Urgent update, immediate priorities and recommendations from the Royal College of Emergency Medicine (RCEM), Royal College of General Practitioners (RCGP), Royal College of Physicians (RCP), Royal College of Psychiatrists (RCPsych) and the Society for Acute Medicine (SAM).
In 2020 as we learned from the pandemic, we said that urgent and emergency care in the NHS needed transforming immediately and made 10 recommendations for UK governments, the NHS, and local systems. These recommendations remain pertinent and appropriate, but the situation for patients and services has become even more critical.
RCEM, RCGP, RCP, RCPsych and SAM have today published Rebuilding the NHS: better medical pathways for acute care 2022. It includes an urgent update on the situation facing acute care services, and lays out the priorities for patients with acute medical presentations and 10 updated recommendations to hospitals and integrated care systems (ICS).

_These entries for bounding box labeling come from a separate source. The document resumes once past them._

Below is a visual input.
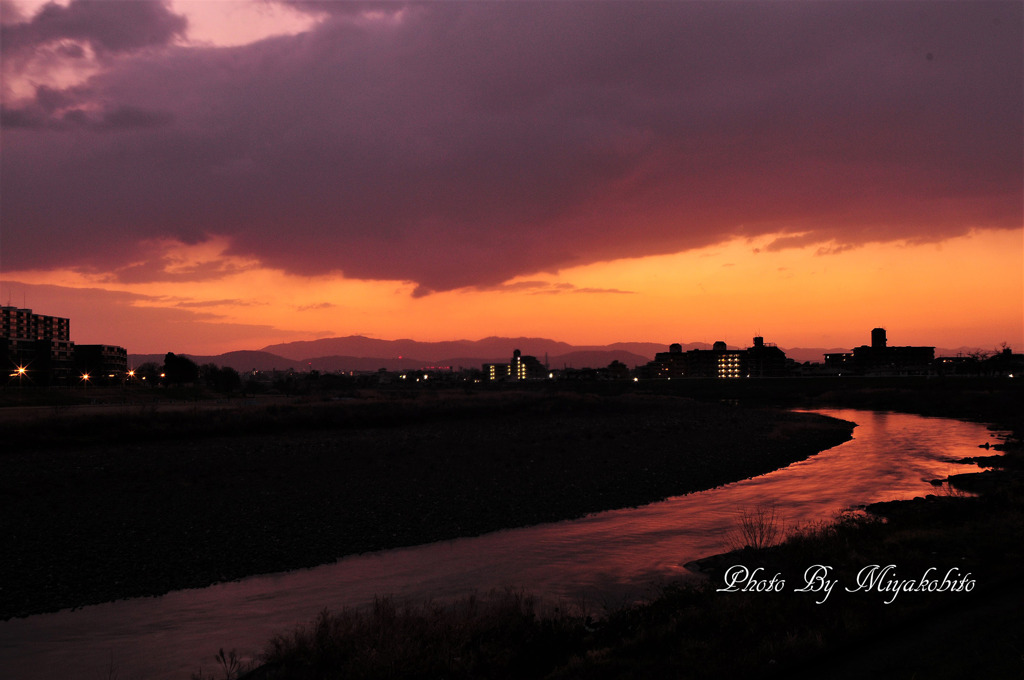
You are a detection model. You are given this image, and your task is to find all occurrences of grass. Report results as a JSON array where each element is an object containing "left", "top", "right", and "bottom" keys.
[{"left": 214, "top": 430, "right": 1024, "bottom": 680}]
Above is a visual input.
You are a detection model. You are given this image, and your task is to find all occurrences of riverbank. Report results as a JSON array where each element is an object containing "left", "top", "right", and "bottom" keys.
[
  {"left": 0, "top": 392, "right": 851, "bottom": 618},
  {"left": 220, "top": 387, "right": 1024, "bottom": 680}
]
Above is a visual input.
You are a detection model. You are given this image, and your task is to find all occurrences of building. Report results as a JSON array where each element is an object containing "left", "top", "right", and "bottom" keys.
[
  {"left": 75, "top": 345, "right": 128, "bottom": 383},
  {"left": 825, "top": 328, "right": 935, "bottom": 376},
  {"left": 0, "top": 306, "right": 128, "bottom": 386},
  {"left": 483, "top": 349, "right": 548, "bottom": 380},
  {"left": 643, "top": 336, "right": 786, "bottom": 379}
]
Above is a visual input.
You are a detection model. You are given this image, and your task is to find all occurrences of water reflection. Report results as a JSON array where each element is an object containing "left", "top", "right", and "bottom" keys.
[{"left": 0, "top": 410, "right": 995, "bottom": 679}]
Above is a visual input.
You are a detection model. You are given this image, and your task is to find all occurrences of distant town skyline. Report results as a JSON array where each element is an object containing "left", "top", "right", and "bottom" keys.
[{"left": 0, "top": 0, "right": 1024, "bottom": 354}]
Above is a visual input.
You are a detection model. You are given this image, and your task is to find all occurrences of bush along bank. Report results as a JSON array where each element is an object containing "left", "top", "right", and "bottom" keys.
[{"left": 203, "top": 419, "right": 1024, "bottom": 680}]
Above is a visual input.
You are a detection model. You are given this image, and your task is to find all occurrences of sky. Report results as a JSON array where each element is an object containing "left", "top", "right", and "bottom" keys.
[{"left": 0, "top": 0, "right": 1024, "bottom": 354}]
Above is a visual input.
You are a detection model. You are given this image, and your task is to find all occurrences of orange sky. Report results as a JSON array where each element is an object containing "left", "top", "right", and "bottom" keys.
[
  {"left": 0, "top": 0, "right": 1024, "bottom": 354},
  {"left": 2, "top": 230, "right": 1024, "bottom": 354}
]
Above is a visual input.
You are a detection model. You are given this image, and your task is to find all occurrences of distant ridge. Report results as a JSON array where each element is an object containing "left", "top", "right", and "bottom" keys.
[{"left": 128, "top": 335, "right": 974, "bottom": 373}]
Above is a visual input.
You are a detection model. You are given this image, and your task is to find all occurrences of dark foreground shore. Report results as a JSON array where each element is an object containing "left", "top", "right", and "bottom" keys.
[
  {"left": 0, "top": 392, "right": 852, "bottom": 619},
  {"left": 222, "top": 386, "right": 1024, "bottom": 680}
]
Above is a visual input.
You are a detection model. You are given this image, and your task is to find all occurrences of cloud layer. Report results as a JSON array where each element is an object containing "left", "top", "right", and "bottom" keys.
[{"left": 0, "top": 0, "right": 1024, "bottom": 293}]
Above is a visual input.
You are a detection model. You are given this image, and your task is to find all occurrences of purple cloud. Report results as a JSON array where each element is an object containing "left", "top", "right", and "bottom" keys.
[
  {"left": 0, "top": 2, "right": 1024, "bottom": 294},
  {"left": 0, "top": 0, "right": 187, "bottom": 56}
]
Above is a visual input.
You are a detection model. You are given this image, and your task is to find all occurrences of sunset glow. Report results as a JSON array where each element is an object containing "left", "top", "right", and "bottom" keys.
[{"left": 0, "top": 0, "right": 1024, "bottom": 354}]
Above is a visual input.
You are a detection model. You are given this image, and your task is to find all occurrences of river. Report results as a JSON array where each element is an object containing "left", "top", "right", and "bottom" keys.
[{"left": 0, "top": 410, "right": 997, "bottom": 680}]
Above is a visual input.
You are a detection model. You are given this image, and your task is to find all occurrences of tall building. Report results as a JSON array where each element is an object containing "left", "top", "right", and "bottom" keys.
[
  {"left": 0, "top": 306, "right": 128, "bottom": 385},
  {"left": 483, "top": 349, "right": 548, "bottom": 380},
  {"left": 645, "top": 336, "right": 786, "bottom": 379},
  {"left": 825, "top": 328, "right": 935, "bottom": 376}
]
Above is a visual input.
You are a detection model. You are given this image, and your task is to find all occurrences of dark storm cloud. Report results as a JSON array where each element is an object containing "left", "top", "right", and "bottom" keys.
[
  {"left": 0, "top": 2, "right": 1024, "bottom": 294},
  {"left": 0, "top": 0, "right": 187, "bottom": 56}
]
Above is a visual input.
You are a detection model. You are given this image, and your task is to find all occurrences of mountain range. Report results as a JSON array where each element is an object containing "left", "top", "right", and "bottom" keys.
[{"left": 129, "top": 335, "right": 964, "bottom": 373}]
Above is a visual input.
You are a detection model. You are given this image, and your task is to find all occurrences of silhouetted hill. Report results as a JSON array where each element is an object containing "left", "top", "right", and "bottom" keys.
[
  {"left": 542, "top": 350, "right": 650, "bottom": 369},
  {"left": 128, "top": 335, "right": 974, "bottom": 373},
  {"left": 263, "top": 335, "right": 579, "bottom": 363}
]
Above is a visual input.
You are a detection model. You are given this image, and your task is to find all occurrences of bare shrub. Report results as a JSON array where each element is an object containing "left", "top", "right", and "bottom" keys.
[{"left": 729, "top": 503, "right": 785, "bottom": 550}]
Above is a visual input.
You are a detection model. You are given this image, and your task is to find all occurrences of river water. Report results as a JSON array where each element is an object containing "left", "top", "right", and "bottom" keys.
[{"left": 0, "top": 410, "right": 997, "bottom": 680}]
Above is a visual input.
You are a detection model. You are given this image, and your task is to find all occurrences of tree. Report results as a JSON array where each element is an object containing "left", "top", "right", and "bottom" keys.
[{"left": 164, "top": 352, "right": 199, "bottom": 385}]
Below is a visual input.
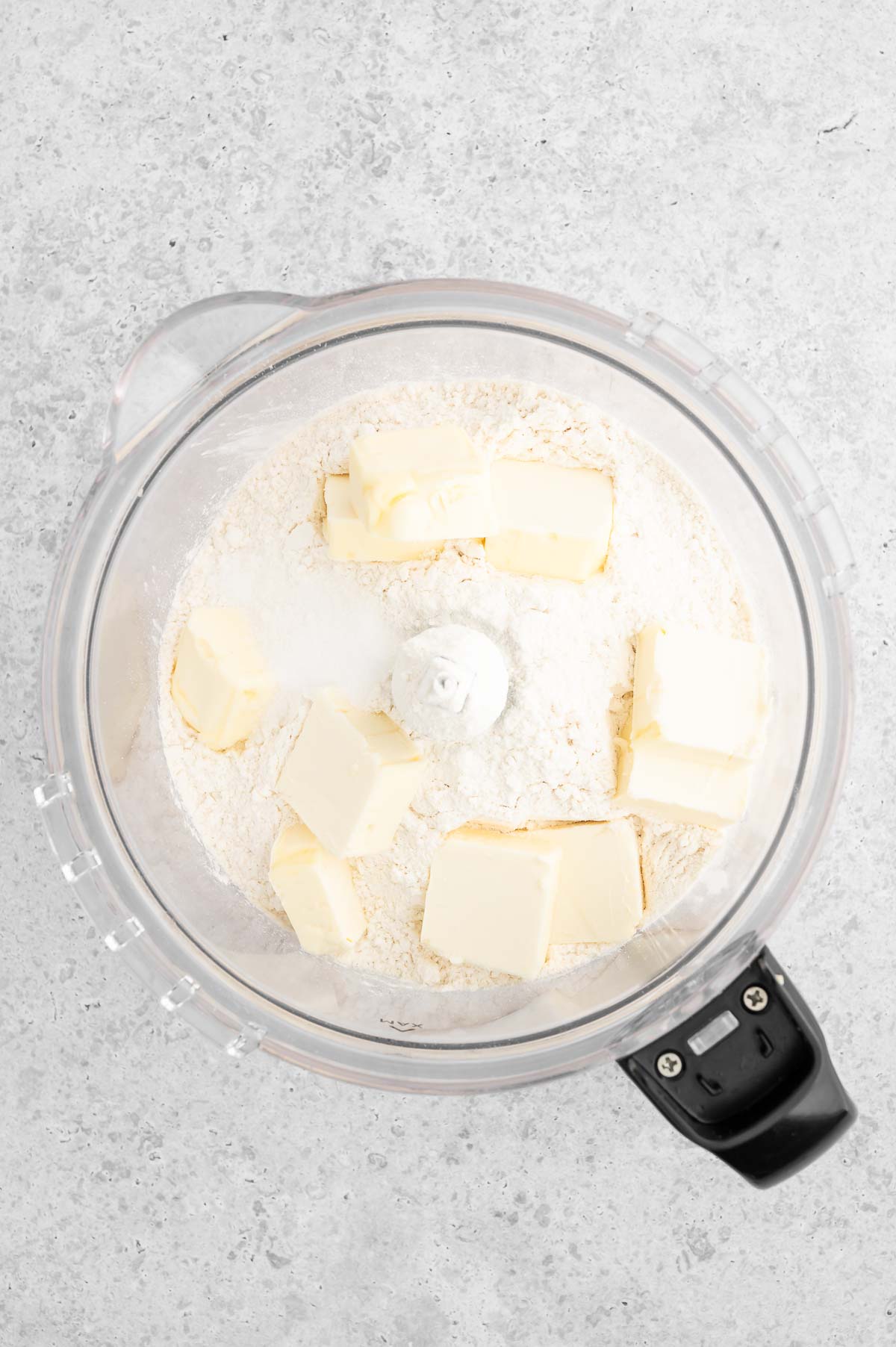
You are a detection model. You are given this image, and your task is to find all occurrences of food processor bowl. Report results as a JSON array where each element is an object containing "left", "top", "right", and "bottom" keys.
[{"left": 35, "top": 280, "right": 854, "bottom": 1180}]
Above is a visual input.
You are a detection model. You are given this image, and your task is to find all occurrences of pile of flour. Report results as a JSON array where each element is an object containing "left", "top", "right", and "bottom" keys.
[{"left": 159, "top": 380, "right": 752, "bottom": 987}]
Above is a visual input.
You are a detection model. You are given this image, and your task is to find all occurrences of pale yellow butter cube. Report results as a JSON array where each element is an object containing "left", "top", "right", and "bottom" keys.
[
  {"left": 171, "top": 608, "right": 273, "bottom": 750},
  {"left": 349, "top": 426, "right": 497, "bottom": 543},
  {"left": 323, "top": 477, "right": 438, "bottom": 561},
  {"left": 529, "top": 819, "right": 644, "bottom": 945},
  {"left": 420, "top": 828, "right": 561, "bottom": 978},
  {"left": 270, "top": 823, "right": 367, "bottom": 954},
  {"left": 485, "top": 458, "right": 613, "bottom": 583},
  {"left": 616, "top": 739, "right": 752, "bottom": 828},
  {"left": 631, "top": 623, "right": 767, "bottom": 762},
  {"left": 278, "top": 688, "right": 423, "bottom": 856}
]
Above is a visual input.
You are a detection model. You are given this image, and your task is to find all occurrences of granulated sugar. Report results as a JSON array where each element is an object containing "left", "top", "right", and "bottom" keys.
[{"left": 159, "top": 380, "right": 752, "bottom": 987}]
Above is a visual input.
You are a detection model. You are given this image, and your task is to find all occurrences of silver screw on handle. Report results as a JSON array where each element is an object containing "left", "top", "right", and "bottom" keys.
[
  {"left": 741, "top": 986, "right": 768, "bottom": 1014},
  {"left": 656, "top": 1052, "right": 685, "bottom": 1080}
]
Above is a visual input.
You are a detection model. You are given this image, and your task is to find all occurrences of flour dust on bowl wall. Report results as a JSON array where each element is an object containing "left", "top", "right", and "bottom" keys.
[{"left": 38, "top": 281, "right": 851, "bottom": 1183}]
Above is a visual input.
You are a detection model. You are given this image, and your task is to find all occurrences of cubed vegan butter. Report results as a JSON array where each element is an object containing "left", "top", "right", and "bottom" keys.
[
  {"left": 485, "top": 458, "right": 613, "bottom": 582},
  {"left": 529, "top": 819, "right": 644, "bottom": 945},
  {"left": 349, "top": 426, "right": 496, "bottom": 543},
  {"left": 420, "top": 828, "right": 561, "bottom": 978},
  {"left": 271, "top": 823, "right": 367, "bottom": 954},
  {"left": 616, "top": 738, "right": 752, "bottom": 828},
  {"left": 171, "top": 608, "right": 273, "bottom": 749},
  {"left": 631, "top": 623, "right": 765, "bottom": 762},
  {"left": 323, "top": 477, "right": 438, "bottom": 561},
  {"left": 278, "top": 688, "right": 423, "bottom": 856}
]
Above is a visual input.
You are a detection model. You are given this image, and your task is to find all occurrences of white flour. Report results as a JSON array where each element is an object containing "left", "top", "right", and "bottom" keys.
[{"left": 159, "top": 380, "right": 752, "bottom": 987}]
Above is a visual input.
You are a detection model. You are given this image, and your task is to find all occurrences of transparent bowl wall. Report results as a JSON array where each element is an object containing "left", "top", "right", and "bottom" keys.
[{"left": 39, "top": 283, "right": 851, "bottom": 1089}]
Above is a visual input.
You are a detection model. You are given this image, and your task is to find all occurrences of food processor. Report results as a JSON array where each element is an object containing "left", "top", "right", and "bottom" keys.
[{"left": 35, "top": 280, "right": 854, "bottom": 1186}]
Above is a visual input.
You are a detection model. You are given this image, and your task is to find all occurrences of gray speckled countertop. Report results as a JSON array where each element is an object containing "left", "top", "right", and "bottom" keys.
[{"left": 0, "top": 0, "right": 896, "bottom": 1347}]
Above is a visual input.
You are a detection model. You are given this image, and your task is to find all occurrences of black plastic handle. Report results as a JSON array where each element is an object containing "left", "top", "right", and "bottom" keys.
[{"left": 618, "top": 950, "right": 856, "bottom": 1188}]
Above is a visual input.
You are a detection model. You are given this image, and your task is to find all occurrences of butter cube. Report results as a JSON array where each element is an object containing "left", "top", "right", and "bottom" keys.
[
  {"left": 485, "top": 458, "right": 613, "bottom": 582},
  {"left": 323, "top": 477, "right": 438, "bottom": 561},
  {"left": 420, "top": 828, "right": 561, "bottom": 978},
  {"left": 171, "top": 608, "right": 273, "bottom": 750},
  {"left": 616, "top": 739, "right": 752, "bottom": 828},
  {"left": 270, "top": 823, "right": 367, "bottom": 954},
  {"left": 529, "top": 819, "right": 644, "bottom": 945},
  {"left": 631, "top": 623, "right": 765, "bottom": 762},
  {"left": 349, "top": 426, "right": 496, "bottom": 543},
  {"left": 278, "top": 688, "right": 423, "bottom": 856}
]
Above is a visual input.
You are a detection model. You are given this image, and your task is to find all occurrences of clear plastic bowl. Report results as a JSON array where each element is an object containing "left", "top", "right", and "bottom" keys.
[{"left": 35, "top": 280, "right": 853, "bottom": 1091}]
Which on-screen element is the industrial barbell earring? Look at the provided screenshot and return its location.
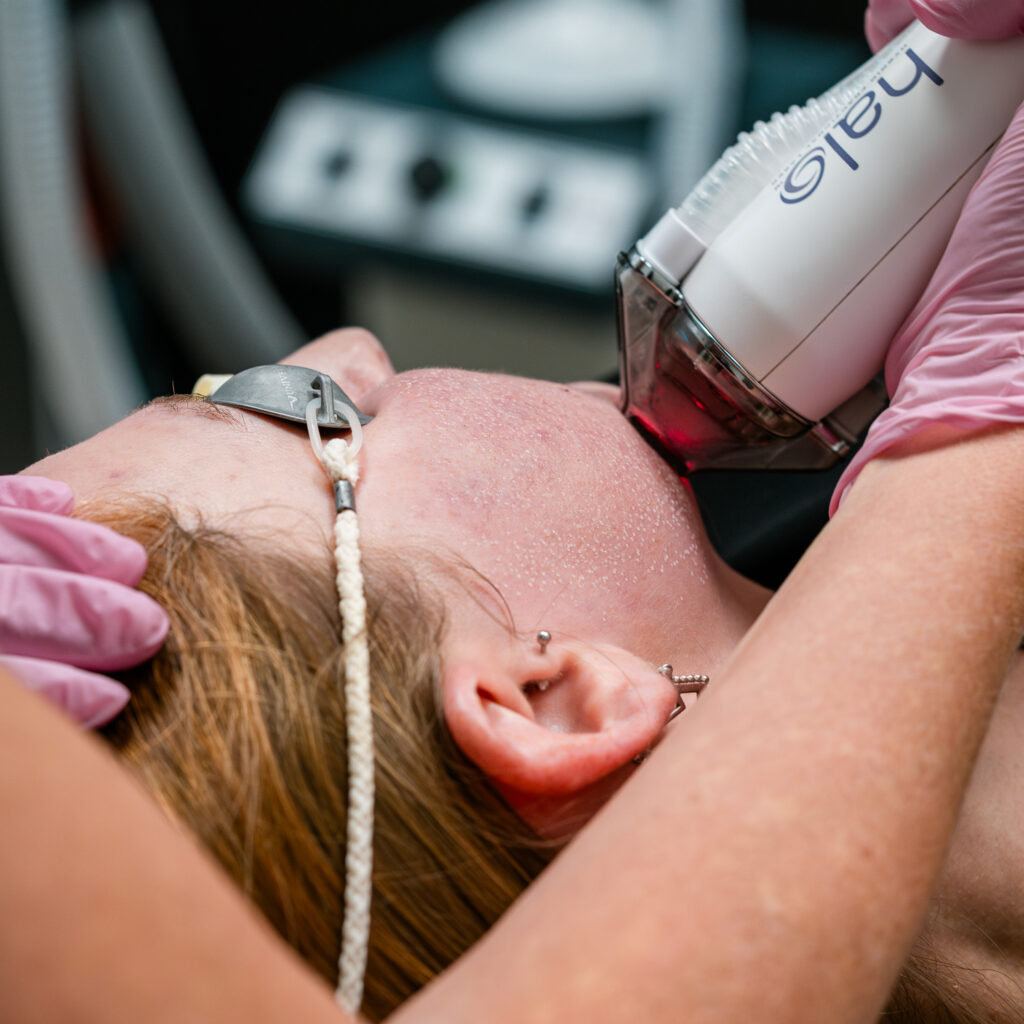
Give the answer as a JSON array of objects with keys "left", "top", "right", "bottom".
[{"left": 633, "top": 665, "right": 711, "bottom": 765}]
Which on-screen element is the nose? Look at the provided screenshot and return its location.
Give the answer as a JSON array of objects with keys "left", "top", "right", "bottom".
[{"left": 281, "top": 327, "right": 394, "bottom": 416}]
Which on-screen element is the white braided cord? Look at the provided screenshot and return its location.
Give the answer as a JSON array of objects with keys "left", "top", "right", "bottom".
[{"left": 307, "top": 407, "right": 374, "bottom": 1014}]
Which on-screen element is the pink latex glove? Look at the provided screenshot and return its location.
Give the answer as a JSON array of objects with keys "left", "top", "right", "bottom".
[
  {"left": 864, "top": 0, "right": 1024, "bottom": 50},
  {"left": 829, "top": 0, "right": 1024, "bottom": 513},
  {"left": 0, "top": 476, "right": 168, "bottom": 728}
]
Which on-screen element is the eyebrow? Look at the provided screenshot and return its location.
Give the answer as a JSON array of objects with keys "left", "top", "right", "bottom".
[{"left": 141, "top": 394, "right": 245, "bottom": 427}]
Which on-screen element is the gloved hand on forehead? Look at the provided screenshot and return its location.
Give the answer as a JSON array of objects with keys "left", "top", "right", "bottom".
[
  {"left": 830, "top": 0, "right": 1024, "bottom": 513},
  {"left": 0, "top": 476, "right": 168, "bottom": 728}
]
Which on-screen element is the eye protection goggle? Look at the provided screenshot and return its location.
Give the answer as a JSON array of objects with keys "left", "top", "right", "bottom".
[{"left": 193, "top": 364, "right": 373, "bottom": 430}]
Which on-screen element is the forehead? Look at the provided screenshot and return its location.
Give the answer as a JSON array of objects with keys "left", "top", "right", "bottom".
[{"left": 32, "top": 395, "right": 333, "bottom": 543}]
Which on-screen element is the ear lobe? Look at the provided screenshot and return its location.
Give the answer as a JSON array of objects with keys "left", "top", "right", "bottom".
[{"left": 442, "top": 642, "right": 675, "bottom": 797}]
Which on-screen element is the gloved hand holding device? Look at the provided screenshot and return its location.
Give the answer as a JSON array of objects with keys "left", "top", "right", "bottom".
[
  {"left": 0, "top": 476, "right": 167, "bottom": 728},
  {"left": 830, "top": 0, "right": 1024, "bottom": 512}
]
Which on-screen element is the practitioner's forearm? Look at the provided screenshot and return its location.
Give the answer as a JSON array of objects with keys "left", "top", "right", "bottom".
[
  {"left": 399, "top": 421, "right": 1024, "bottom": 1024},
  {"left": 0, "top": 671, "right": 349, "bottom": 1024}
]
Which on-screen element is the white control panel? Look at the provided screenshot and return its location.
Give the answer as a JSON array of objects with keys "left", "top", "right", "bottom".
[{"left": 244, "top": 87, "right": 652, "bottom": 290}]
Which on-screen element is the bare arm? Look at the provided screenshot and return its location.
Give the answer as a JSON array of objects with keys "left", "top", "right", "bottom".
[{"left": 405, "top": 419, "right": 1024, "bottom": 1024}]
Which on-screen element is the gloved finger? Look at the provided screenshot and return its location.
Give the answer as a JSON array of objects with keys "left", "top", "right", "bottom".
[
  {"left": 864, "top": 0, "right": 914, "bottom": 51},
  {"left": 0, "top": 475, "right": 75, "bottom": 515},
  {"left": 0, "top": 656, "right": 131, "bottom": 729},
  {"left": 0, "top": 505, "right": 146, "bottom": 587},
  {"left": 910, "top": 0, "right": 1024, "bottom": 39},
  {"left": 0, "top": 565, "right": 168, "bottom": 671}
]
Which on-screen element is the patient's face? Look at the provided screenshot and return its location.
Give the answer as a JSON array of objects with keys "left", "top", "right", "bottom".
[{"left": 31, "top": 331, "right": 712, "bottom": 657}]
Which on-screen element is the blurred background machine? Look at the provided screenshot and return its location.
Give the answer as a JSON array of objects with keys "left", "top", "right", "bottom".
[{"left": 0, "top": 0, "right": 867, "bottom": 585}]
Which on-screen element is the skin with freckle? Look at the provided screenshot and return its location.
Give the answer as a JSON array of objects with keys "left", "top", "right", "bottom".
[{"left": 32, "top": 331, "right": 767, "bottom": 672}]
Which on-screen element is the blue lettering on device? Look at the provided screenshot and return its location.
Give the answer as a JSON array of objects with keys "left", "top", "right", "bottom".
[{"left": 778, "top": 47, "right": 943, "bottom": 205}]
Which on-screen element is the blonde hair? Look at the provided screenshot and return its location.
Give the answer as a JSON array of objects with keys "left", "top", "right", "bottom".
[{"left": 89, "top": 503, "right": 554, "bottom": 1020}]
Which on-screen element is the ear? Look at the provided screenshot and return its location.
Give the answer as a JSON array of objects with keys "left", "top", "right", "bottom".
[{"left": 442, "top": 635, "right": 676, "bottom": 797}]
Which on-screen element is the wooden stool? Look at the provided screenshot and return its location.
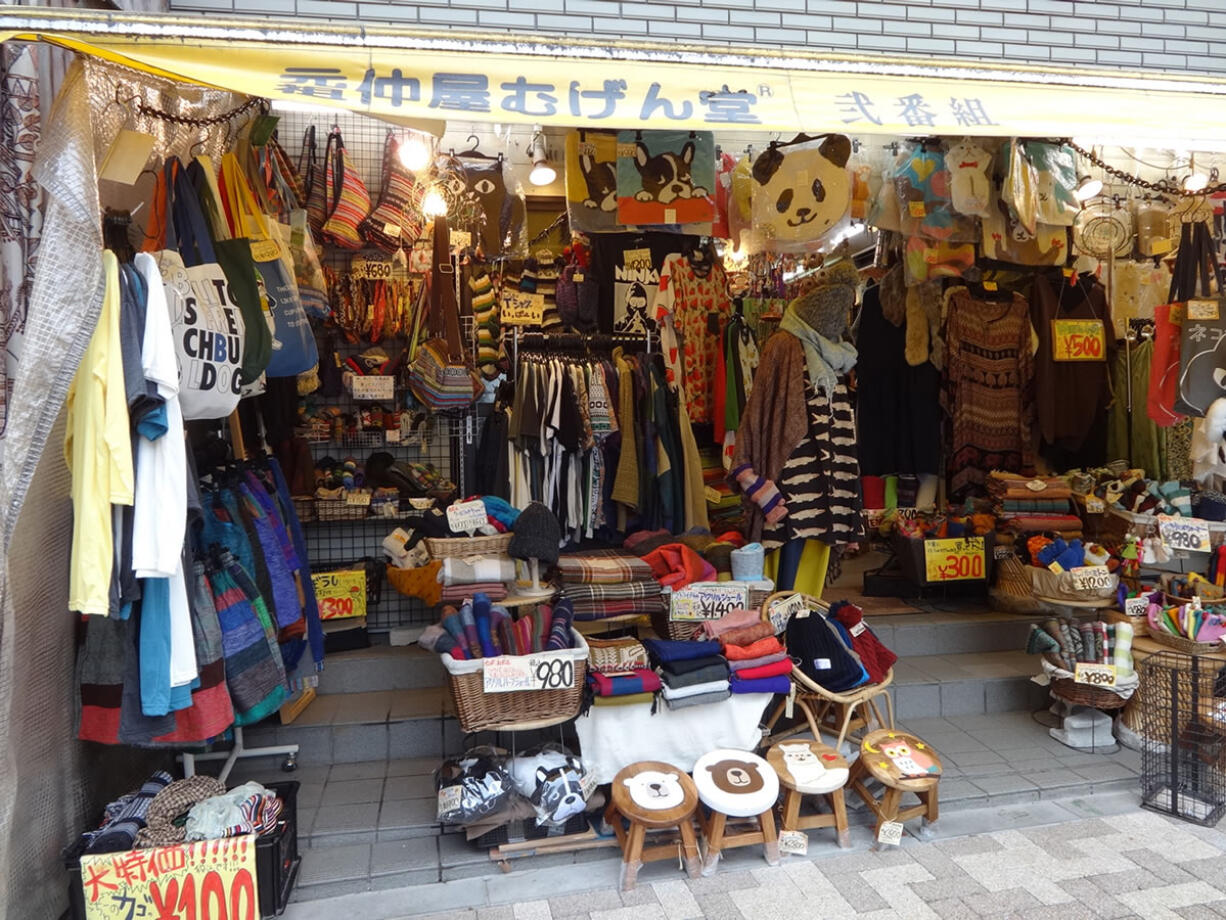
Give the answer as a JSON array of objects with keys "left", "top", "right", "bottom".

The RCP and its partners feel we must be honest with the public and patients that, with current workforce constraints, NHS professionals cannot always provide the care that they would want to, and that we are prioritising those with greatest need. This is in line with the winter pressures letter to the medical profession from the GMC and chief medical officers:
“In such challenging times, when you may need to depart from established procedures to care for people, we understand some could be fearful that they will be referred to your regulator. Please be assured that your professional code and principles of practice are there to guide and support your judgments and decision-making in all circumstances. This includes taking into account local realities and the need at times to adapt practice at times of significantly increased national pressure. In the unlikely event that you are referred to your professional regulator, they will consider the context you were working in at the time, including all relevant resources, guidelines or protocols.”
The RCP knows this is an extraordinary and uncomfortable time for all doctors and healthcare professionals. During the COVID-19 pandemic we produced several pieces of guidance which they may find useful now:
- Conversations for ethically complex care provides a framework to support discussion and documentation of decision making for levels of care in clinical practice. It includes a quick guide and decision-making record.
- Ethical guidance for endemic COVID-19 covers the ethical dimensions of providing care in a system under pressure. It includes appendices on vaccines and ambulance-based clinical assessments.
- The NHS ‘Road to Recovery’: Ethical guidance for endemic COVID-19 covers patient-centred care and decision making, reducing health inequalities, resumption of ‘non-clinical’ care practices and more.
Ultimately, the NHS workforce needs more investment. The RCP will continue to make the case for a raft of short and medium term measures to help address the workforce challenges facing the NHS, and keep up the pressure on government to publish a fully comprehensive workforce plan for the long term as soon as possible.